No Topic Metadata Limitation, the Infinite Data Retention in Apache Pulsar

Penghui Li

Chinese Session 2022-07-30 14:50 GMT+8  (ROOM : A) #messaging

Abstract: The Pulsar topic data will not be limited by the storage resources of a single node anymore, even if the topic is a non-partitioned topic or a partitioned topic with a single partition. The fundamental reason is that Pulsar uses the logical storage model. Pulsar topic data will be distributed to more bookies nodes, and the partition/topic will not be 1:1 bound to any storage node.

But the Logical Storage Model also means that we need to maintain metadata for each data segment in the metadata store, a ledger list to indicate which ledgers are the data stored. The metadata storage mode will be a bottleneck if you want infinite topic data retention. Reducing the frequency of ledger rollover can extend the time to encounter bottlenecks, but the topic unloading will also cause ledger rollover. It can be triggered but the load manager, restart broker, or manually.

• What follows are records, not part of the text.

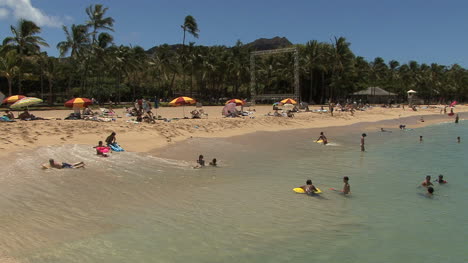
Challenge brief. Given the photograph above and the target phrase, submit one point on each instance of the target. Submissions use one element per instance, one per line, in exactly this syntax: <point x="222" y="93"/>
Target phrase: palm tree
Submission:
<point x="97" y="21"/>
<point x="77" y="40"/>
<point x="190" y="25"/>
<point x="9" y="68"/>
<point x="26" y="42"/>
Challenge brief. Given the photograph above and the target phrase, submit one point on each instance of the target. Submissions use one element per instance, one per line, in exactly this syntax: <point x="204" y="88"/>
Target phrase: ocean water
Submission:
<point x="135" y="207"/>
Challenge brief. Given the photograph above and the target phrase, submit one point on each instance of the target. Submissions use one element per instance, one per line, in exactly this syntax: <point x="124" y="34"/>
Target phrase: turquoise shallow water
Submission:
<point x="137" y="208"/>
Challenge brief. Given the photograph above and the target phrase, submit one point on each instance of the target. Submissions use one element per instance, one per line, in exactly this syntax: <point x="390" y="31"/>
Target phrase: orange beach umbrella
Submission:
<point x="238" y="102"/>
<point x="182" y="101"/>
<point x="289" y="101"/>
<point x="13" y="99"/>
<point x="78" y="103"/>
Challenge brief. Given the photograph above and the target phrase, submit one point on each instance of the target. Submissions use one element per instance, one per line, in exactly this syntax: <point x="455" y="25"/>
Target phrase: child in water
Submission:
<point x="441" y="180"/>
<point x="309" y="188"/>
<point x="323" y="138"/>
<point x="427" y="182"/>
<point x="346" y="187"/>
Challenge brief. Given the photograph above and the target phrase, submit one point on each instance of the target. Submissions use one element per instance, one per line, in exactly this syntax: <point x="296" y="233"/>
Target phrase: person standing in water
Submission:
<point x="363" y="136"/>
<point x="441" y="180"/>
<point x="427" y="182"/>
<point x="323" y="138"/>
<point x="309" y="188"/>
<point x="346" y="187"/>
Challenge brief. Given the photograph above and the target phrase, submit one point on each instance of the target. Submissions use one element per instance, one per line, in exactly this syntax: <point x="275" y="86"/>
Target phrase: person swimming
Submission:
<point x="430" y="191"/>
<point x="427" y="182"/>
<point x="441" y="180"/>
<point x="309" y="188"/>
<point x="346" y="188"/>
<point x="61" y="165"/>
<point x="323" y="138"/>
<point x="213" y="162"/>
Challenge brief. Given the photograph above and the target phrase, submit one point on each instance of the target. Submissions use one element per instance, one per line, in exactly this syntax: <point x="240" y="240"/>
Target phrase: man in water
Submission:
<point x="441" y="180"/>
<point x="430" y="191"/>
<point x="346" y="187"/>
<point x="427" y="182"/>
<point x="309" y="188"/>
<point x="213" y="162"/>
<point x="59" y="165"/>
<point x="111" y="139"/>
<point x="363" y="149"/>
<point x="323" y="138"/>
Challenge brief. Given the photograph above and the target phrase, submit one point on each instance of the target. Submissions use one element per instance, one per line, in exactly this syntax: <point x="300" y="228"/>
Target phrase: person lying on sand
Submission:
<point x="111" y="139"/>
<point x="427" y="182"/>
<point x="9" y="114"/>
<point x="102" y="150"/>
<point x="309" y="188"/>
<point x="59" y="165"/>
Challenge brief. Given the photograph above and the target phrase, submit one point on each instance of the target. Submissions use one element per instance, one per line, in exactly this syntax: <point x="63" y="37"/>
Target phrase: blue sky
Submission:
<point x="426" y="31"/>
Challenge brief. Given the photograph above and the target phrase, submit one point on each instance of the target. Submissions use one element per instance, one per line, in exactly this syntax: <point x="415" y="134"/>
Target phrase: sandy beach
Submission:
<point x="144" y="137"/>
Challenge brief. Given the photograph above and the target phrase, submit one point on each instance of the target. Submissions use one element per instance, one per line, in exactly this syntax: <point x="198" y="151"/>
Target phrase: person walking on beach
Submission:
<point x="441" y="180"/>
<point x="427" y="182"/>
<point x="363" y="136"/>
<point x="111" y="139"/>
<point x="323" y="138"/>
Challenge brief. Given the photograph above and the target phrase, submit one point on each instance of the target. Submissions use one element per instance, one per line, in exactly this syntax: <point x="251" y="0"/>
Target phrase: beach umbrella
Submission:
<point x="238" y="102"/>
<point x="26" y="102"/>
<point x="182" y="101"/>
<point x="13" y="99"/>
<point x="78" y="103"/>
<point x="289" y="101"/>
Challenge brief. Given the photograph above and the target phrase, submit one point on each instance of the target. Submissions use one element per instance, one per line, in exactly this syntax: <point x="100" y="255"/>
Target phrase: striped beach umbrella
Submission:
<point x="182" y="101"/>
<point x="289" y="101"/>
<point x="78" y="103"/>
<point x="13" y="99"/>
<point x="26" y="102"/>
<point x="238" y="102"/>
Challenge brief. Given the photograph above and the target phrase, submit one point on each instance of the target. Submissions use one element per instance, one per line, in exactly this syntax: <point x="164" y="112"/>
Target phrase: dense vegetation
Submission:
<point x="91" y="65"/>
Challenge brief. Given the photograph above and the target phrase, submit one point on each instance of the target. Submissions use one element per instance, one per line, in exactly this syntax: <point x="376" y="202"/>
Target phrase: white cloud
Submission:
<point x="25" y="9"/>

The topic metadata limitation is mainly in two parts:

  1. a) The large Znode size to maintain the metadata of a topic
  2. b) The memory consumption to cache all the ledgers of a topic

Penghui will share how Pulsar gets rid of the limitation to support infinite data retention of the topic.

Speakers:


Penghui Li: StreamNative Tech lead & Apache Pulsar PMC member/committer, Penghui Li is passionate about helping organizations to architect and implement messaging services. Prior to StreamNative, Penghui was a Software Engineer at Zhaopin.com, where he lead the adoption and implementation of Pulsar.